By Miles Burke

Reflect on 2011, Plan for 2012

By Miles Burke

I’m excited about the New Year: a new year always heralds new opportunities, and a chance to work on planning for the coming 12 months. Whilst it is easy to have plans such as ‘Do bigger projects’ or ‘Make better websites’, these are pretty vague goals. In order to look at creating new goals, I always look to the previous year to get a sense of where we’ve just been.

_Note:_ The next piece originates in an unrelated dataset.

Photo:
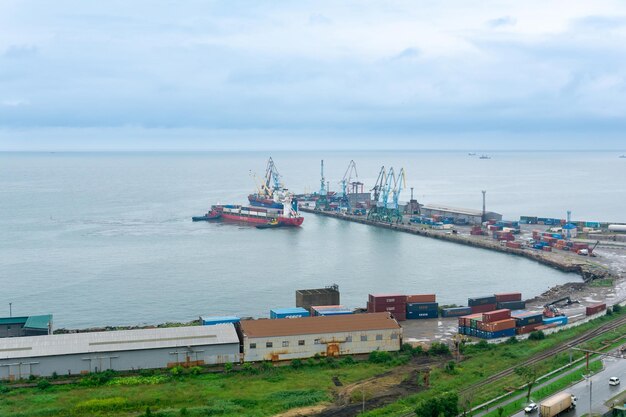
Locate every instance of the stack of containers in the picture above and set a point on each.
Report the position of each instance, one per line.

Here are six metrics you can get from your accounting that will help explain trends in your business.

Total Turnover

This figure is important, however it isn’t as important as we may all be led to believe. What was the pre-tax income your business made last year?


Total Profit

This is where the money is, pardon the pun. Although turnover is nice, profit is what puts food on your table. What was your actual income after taxes, payroll, leases, insurance and other costs?

Profit Margin

This is the percentage of turnover that equals profit. Say you made $500,000 turnover, and $100,000 profit, then you have a healthy 20% profit margin.

Average project cost

This is a very interesting figure. Looking at your turnover, divided by the amount of projects you completed in 2011, gives you your average project cost. Sure, some projects will be big, and more will be little, however this is still a great metric to have on hand.

Turnover per Client

Do the same calculation as projects, however this time use the number of clients you invoiced to give you a turnover per client figure.

Now that we have these five figures, we can start to work out some interesting figures. For example, using your calculated total turnover and total profit divided by 12, will give you your average monthly turnover and profit.

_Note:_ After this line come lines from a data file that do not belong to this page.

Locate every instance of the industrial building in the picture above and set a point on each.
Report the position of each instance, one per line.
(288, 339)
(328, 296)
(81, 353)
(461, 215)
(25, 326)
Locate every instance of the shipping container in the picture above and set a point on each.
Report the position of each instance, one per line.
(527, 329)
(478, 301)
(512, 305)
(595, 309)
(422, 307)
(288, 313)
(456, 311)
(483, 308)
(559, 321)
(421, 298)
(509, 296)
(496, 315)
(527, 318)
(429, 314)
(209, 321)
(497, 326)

The goal now is to beat these averages every month – you have a base target now, so who wants an extra 20%? Let’s set a stretch target and aim for it every calendar month.

Using average project cost, you now have a target to beat – see if you can only work on projects with a higher income than your average, and avoid those with little margins.

Let’s work out your average profit per client. Using your profit margin, you can now work out the profit percentage of turnover per client. Now there’s a figure that you must aim to beat – remember, it’s easier to increase profits on the same number of projects this year, than increase your number of projects altogether. Both targets would be a nice fit though, I’m sure you’ll agree.

Now, stick these figures somewhere you can refer to, and take a look at the end of each calendar month. How are you going with increasing your project totals, profit margins and amount of clients? A few percent increase on all three will make a far healthier profit at the end of 2012 – good luck on your journey!